さっきからドクターの目は自分ではなく、開け放してあった仕切り戸を通して研究室に置いてある魂分析器を見つめていたのだ。
 「これは…わしの最後の講義じゃ。わしの長い人生経験から知った事は大体全ておぬしに伝えた。そしてわしがおぬしに残してやれるものは、あと僅かに一つじゃ」
ドクターが何を考えているのか自分に分からないはずが無い。
 「ダメです! ドクター! あなたが死んだらマリアが悲しみます! 俺はマリアからあなたの事も任されているんです!!」
ドクターはいきなり立ち上がって怒鳴りだした自分に驚く風でもなく、落ち着いたまなざしを向けてきた。
 「そして後の研究の事も……じゃろ?」
一瞬二の句が告げなかった。確かにマリアは彼女のデータを用いた研究のことも自分に託していった。
 「それにわしの事を考えるのなら、わしにとってこのまま何も残せずに細々と消えていく事の方が遥かに辛いわい。わしの子供としての研究成果を後世に残すことがマリアの望みではなかったのか?」
ドクターは次々と捲し立てる。
 「これが問題解決の唯一の手段であることはおぬしにも分かっておろう。それに若しそうでなくとも研究者として全ての可能性の検証は必要じゃろ?」
研究者としての心得すらもドクターから学んできた自分には、反論の余地が見つからなかった。
だが、理屈じゃない。マリアを失って、今これ以上ドクターまで失ってしまったら自分は……
 「でも…でも……!!」
その後の言葉が用意できていたわけでもない。
でも、反論したかった。反論しなければドクターは自分の目の前からいなくなってしまう。
 「ナガシマぁ!!」
……ナガシマ!! ドクターが自分を名前で呼んだのは初めてだった。出遭った時からずっと『小僧』と呼ばれていたのに…。
 「頼む!!」
ドクターは卓に手をついて自分に頭を下げた。
この人のこんなところは…いや少なくとも自分に頼みごとをするところは初めて見た。
自分は暫しの沈黙の後、黙って頷いた。
……そう、理屈じゃない。



ドクターが魂解析機の台の上に横たわる。
 「マリアがおぬしに全てを任せたように、わしもおぬしに全て任す。
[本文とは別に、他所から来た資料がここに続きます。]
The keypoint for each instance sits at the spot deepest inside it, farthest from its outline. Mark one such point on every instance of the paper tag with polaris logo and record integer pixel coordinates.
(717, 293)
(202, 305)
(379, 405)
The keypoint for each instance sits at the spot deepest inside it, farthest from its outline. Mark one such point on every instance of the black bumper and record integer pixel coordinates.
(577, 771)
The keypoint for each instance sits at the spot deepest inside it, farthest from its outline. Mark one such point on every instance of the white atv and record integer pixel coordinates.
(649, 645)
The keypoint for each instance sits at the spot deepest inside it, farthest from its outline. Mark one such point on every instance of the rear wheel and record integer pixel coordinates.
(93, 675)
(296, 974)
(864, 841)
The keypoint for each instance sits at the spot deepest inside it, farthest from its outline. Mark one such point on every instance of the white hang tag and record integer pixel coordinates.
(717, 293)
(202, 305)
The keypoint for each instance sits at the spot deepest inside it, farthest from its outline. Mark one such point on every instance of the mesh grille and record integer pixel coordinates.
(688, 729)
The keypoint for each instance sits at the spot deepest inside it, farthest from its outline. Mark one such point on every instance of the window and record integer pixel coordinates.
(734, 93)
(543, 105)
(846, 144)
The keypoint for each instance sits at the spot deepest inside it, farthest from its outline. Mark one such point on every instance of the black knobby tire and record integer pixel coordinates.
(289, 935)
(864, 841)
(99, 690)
あとは頼んだぞ!!」
ドクターが台の傍に立つ自分の目をしっかりと見据えて話し掛けてくる。
自分はその目をまっすぐ見返して、台に載せられたドクターの手を力強く握り、頷いてみせる。
ドクターは満足そうに頷いて自分の手を離し、自らの手で蓋の開閉スイッチを押した。
透明な蓋がドクターの載る台を蔽ってゆく。
 「ああ、そうじゃ。わしが本当に人間であったかどうかもこの解析で分かるかのう?」
ドクターの最後の言葉は、なんとも飄々として楽しげだった。
蓋が台を完全に密封する。

機械内でもドクターは笑顔だった。準備ができた合図としてウインクを一つしてみせる。
そのドクターの笑顔が急に歪む…いや、自分の視野全体が歪んでいる。機械の輪郭すらハッキリと掴めない。
何一つまともに見えないが、自分の手は既に実行ボタンの上にある。
見えなくても、押せば、済む。
しかし、自分がこれを押せばドクターは…ドクターにはもう2度と会えなくなる。
目を閉じる。
ドクターと出会ってから今までのことが脳裏に去来する。
本当に色々な事を教わった。知識、技術、心得……信頼や…愛情…そして、自分の人生……。
それなのに自分はドクターに何も与える事ができぬまま、ドクターを見殺しにしようとしているのではないか……。
自分はマリアにも何かしてやれたのだろうか? マリアは自分を信頼して全てを託してくれたというのに……。

……そうだ。自分は2人に約束した。『あとは任せろ』と。
ここで自分がやらなければ、その約束を守ることすらしてやれなくなってしまう。
せめて…それだけは……。

目を開く。もう視野は翳んでいない。透明な蓋を通してドクターの顔が見える。
ドクターは目を瞑ったまま自分が決心をつけるのを待っていてくれたらしい。
……もう迷わない。
自分の手で、実行ボタンを、押す。

淡い燐光を放つ光輪が走る。
ドクターの顔が苦しそうに歪み、やがてガックリと力が抜け、そのまま動かなくなる。
その全てをしっかりと目を見開いて見届ける。
自分にはその義務があると思ったから……。